Coach 5: I’m really fearful as a high school football coach of being kind of shut out of the process where these college coaches are just going through the 7-on-7 coaches. I don’t think they’re going to get straight answers from those coaches on what the kid is really like. Those coaches are trying to build their own — that’s a private business.
Coach 7: I find it strange that there’s been a couple of schools who have offered (one of our kids) and haven’t even called me one time. Here it is: If he was a turd bird, I would tell them he’s a turd bird. It’s not going to do me or them any favors to candy coat this kid up.

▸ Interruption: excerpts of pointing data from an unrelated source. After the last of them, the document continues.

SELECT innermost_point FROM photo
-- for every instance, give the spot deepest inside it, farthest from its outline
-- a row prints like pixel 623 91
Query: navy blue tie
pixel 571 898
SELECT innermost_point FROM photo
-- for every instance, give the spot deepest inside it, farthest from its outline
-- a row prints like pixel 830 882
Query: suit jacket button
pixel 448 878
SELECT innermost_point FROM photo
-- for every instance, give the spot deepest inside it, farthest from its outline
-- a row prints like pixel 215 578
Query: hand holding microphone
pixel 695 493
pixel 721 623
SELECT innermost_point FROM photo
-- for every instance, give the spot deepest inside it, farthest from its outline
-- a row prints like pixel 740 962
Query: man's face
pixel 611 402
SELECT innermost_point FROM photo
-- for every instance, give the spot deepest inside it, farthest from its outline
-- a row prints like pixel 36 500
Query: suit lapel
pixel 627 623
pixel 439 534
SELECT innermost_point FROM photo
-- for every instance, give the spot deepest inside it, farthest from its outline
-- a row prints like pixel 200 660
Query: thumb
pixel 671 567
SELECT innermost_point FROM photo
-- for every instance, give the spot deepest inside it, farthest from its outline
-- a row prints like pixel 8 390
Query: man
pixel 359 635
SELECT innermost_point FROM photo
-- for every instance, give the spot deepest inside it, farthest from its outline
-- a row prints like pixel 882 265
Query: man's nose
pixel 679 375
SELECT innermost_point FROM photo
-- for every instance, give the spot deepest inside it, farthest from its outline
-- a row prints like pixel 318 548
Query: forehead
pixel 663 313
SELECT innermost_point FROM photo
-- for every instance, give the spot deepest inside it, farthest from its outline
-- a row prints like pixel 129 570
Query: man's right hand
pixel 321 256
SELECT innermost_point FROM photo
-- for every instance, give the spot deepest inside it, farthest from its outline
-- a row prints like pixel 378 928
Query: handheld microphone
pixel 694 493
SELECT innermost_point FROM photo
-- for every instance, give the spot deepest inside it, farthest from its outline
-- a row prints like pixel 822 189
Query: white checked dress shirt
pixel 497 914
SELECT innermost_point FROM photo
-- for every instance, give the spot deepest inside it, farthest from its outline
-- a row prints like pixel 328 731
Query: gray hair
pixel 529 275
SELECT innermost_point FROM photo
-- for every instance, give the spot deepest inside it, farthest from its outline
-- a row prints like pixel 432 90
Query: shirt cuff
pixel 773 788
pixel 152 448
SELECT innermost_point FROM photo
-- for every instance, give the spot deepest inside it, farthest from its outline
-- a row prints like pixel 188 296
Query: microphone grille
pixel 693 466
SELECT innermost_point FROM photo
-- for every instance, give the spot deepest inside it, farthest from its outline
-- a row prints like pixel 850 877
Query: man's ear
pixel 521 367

Coach 8: I would make spring a contact period. Right now, these coaches can’t talk with kids. It’s an evaluation period. I think it should be a contact period where you can do home visits, where you can actually meet with the kids and meet with the parents. A lot of these kids are making decisions before Thanksgiving now where, literally, the process says you can’t have face-to-face off-campus contact until the Sunday after Thanksgiving. That’s insane.